2341 Unpatentability Discovered

37 CFR 1.641 Unpatentability discovered by administrative patent judge.

(a) During the pendency of an interference, if the administrative patent judge becomes aware of a reason why a claim designated to correspond to a count may not be patentable, the administrative patent judge may enter an order notifying the parties of the reason and set a time within which each party may present its views, including any argument and any supporting evidence, and, in the case of the party whose claim may be unpatentable, any appropriate preliminary motions under §§ 1.633(c), (d) and (h).

(b) If a party timely files a preliminary motion in response to the order of the administrative patent judge, any opponent may file an opposition ( § 1.638(a)). If an opponent files an opposition, the party may reply ( § 1.638(b)).

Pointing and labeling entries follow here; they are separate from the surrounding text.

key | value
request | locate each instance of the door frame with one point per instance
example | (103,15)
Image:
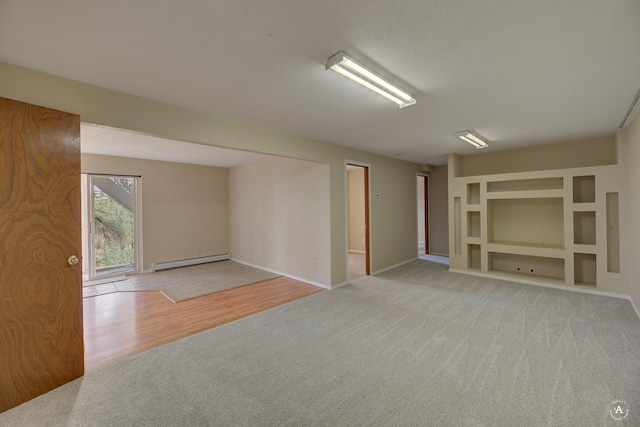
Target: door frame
(367,212)
(426,182)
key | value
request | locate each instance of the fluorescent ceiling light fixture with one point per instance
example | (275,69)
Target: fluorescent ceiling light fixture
(472,139)
(348,67)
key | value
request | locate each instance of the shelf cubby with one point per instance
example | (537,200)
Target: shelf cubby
(473,224)
(584,266)
(584,228)
(584,189)
(473,194)
(534,267)
(525,185)
(538,222)
(474,254)
(613,233)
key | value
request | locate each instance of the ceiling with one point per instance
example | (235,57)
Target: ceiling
(518,73)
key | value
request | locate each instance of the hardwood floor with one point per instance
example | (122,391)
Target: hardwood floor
(122,323)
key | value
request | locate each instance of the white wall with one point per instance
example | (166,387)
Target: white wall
(633,159)
(280,217)
(185,208)
(420,182)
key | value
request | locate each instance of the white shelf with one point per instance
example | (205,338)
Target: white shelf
(530,194)
(522,248)
(583,207)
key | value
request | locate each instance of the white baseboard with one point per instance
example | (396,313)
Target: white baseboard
(157,266)
(635,307)
(290,276)
(393,266)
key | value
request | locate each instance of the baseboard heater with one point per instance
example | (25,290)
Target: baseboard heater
(157,266)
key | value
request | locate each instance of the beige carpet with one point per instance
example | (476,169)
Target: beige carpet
(181,284)
(415,346)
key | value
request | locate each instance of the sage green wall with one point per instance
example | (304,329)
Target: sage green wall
(393,214)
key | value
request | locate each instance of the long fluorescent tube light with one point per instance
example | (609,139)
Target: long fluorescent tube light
(472,139)
(348,67)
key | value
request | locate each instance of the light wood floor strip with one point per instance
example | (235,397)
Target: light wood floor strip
(122,323)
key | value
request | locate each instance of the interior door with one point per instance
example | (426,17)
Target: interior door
(41,341)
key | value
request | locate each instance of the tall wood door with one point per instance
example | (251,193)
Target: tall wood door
(41,341)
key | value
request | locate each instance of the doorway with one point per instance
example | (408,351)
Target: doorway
(110,225)
(423,214)
(358,239)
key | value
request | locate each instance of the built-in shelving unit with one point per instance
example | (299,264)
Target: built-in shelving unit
(558,227)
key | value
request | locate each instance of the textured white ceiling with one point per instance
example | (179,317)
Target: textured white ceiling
(517,72)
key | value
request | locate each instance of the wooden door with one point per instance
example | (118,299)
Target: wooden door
(41,342)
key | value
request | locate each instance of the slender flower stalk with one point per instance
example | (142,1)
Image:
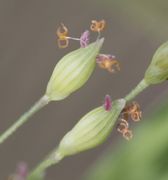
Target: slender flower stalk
(69,74)
(89,132)
(137,90)
(37,106)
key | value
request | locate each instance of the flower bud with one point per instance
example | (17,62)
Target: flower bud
(91,130)
(72,71)
(157,71)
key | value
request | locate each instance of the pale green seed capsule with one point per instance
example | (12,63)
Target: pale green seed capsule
(72,71)
(91,130)
(157,71)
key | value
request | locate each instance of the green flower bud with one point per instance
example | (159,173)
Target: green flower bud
(157,71)
(72,71)
(91,130)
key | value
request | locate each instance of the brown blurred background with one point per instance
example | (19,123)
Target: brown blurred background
(28,54)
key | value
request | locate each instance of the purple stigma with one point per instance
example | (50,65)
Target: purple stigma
(102,57)
(21,171)
(107,103)
(84,39)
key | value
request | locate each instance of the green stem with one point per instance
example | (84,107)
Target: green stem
(39,172)
(139,88)
(37,106)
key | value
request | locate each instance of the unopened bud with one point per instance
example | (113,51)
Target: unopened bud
(157,71)
(72,71)
(91,130)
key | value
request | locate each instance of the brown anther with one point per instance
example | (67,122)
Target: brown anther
(133,110)
(109,64)
(136,116)
(122,126)
(62,33)
(127,134)
(97,26)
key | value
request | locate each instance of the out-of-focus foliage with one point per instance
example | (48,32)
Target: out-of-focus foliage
(149,16)
(144,158)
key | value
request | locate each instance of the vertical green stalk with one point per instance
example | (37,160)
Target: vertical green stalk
(37,106)
(138,89)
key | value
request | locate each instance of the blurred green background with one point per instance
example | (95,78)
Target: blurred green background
(28,54)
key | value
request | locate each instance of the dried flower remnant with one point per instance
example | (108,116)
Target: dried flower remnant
(132,110)
(97,26)
(107,103)
(63,38)
(108,62)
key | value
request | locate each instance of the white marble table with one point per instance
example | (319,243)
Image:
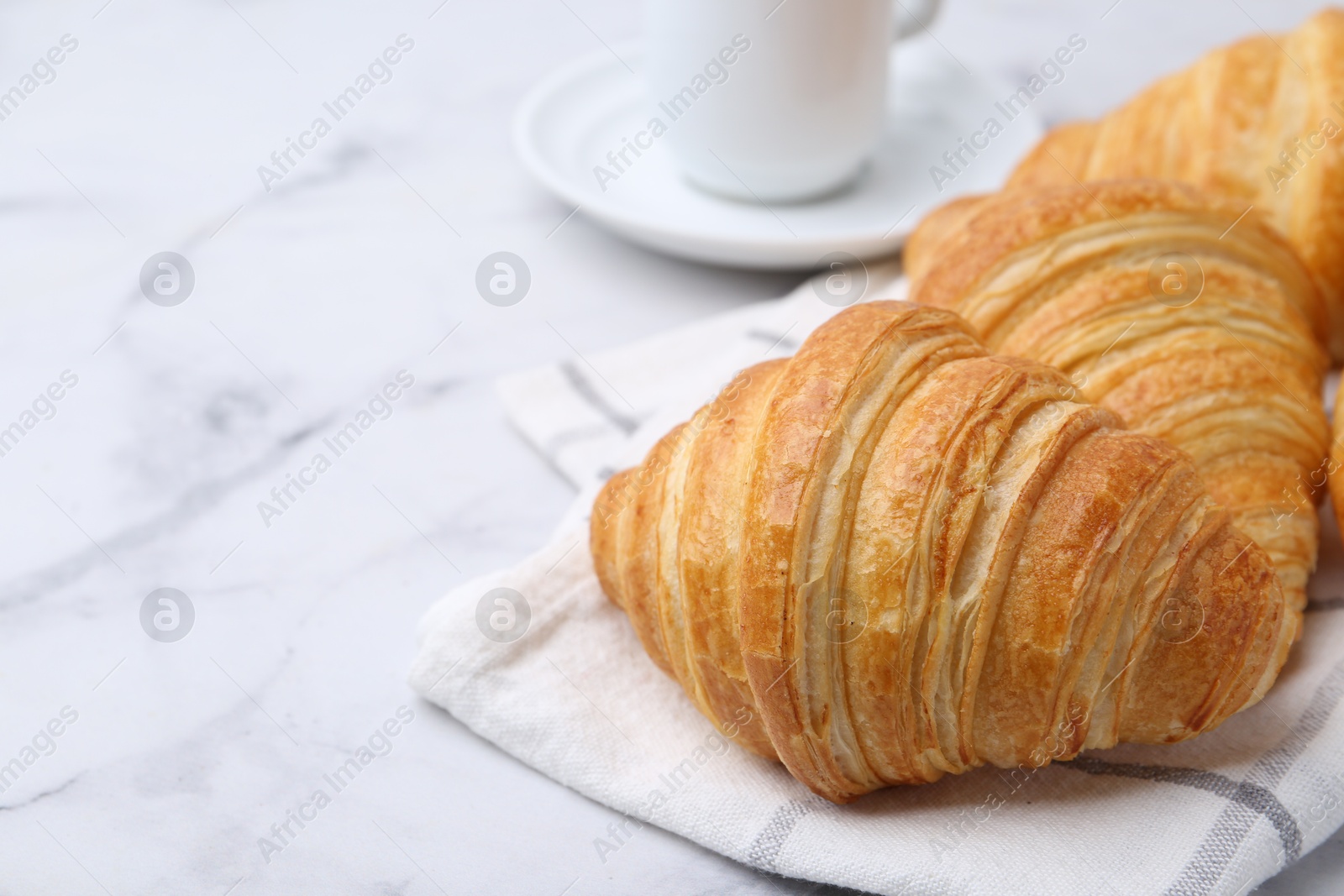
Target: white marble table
(308,298)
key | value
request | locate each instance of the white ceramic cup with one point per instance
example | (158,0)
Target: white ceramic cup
(773,101)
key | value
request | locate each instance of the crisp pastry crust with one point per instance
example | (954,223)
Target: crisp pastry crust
(1260,123)
(1065,275)
(895,557)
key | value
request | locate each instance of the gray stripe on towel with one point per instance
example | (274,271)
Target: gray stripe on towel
(1260,799)
(584,389)
(1223,840)
(765,848)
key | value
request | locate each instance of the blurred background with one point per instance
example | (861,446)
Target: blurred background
(309,295)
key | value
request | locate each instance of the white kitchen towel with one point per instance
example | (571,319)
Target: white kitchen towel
(538,661)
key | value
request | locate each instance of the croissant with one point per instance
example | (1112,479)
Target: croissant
(1225,367)
(1260,121)
(895,557)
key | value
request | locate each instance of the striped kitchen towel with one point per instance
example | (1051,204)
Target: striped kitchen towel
(538,661)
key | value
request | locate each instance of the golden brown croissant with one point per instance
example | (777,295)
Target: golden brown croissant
(894,557)
(1260,121)
(1227,369)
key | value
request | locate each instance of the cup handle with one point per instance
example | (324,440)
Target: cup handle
(913,16)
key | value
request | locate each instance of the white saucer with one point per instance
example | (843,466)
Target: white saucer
(575,116)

(c) After considering any timely filed views, including any timely filed preliminary motions under § 1.633, oppositions and replies, the administrative patent judge shall decide how the interference shall proceed.


If the examiner, while the interference is pending, discovers a reference or other reason which he or she believes would render one or more of the parties' claims corresponding to the count(s) unpatentable, the reference or other reason should be brought to the attention of the administrative patent judge in charge of the interference. The administrative patent judge will determine what action, if any, should be taken in the interference.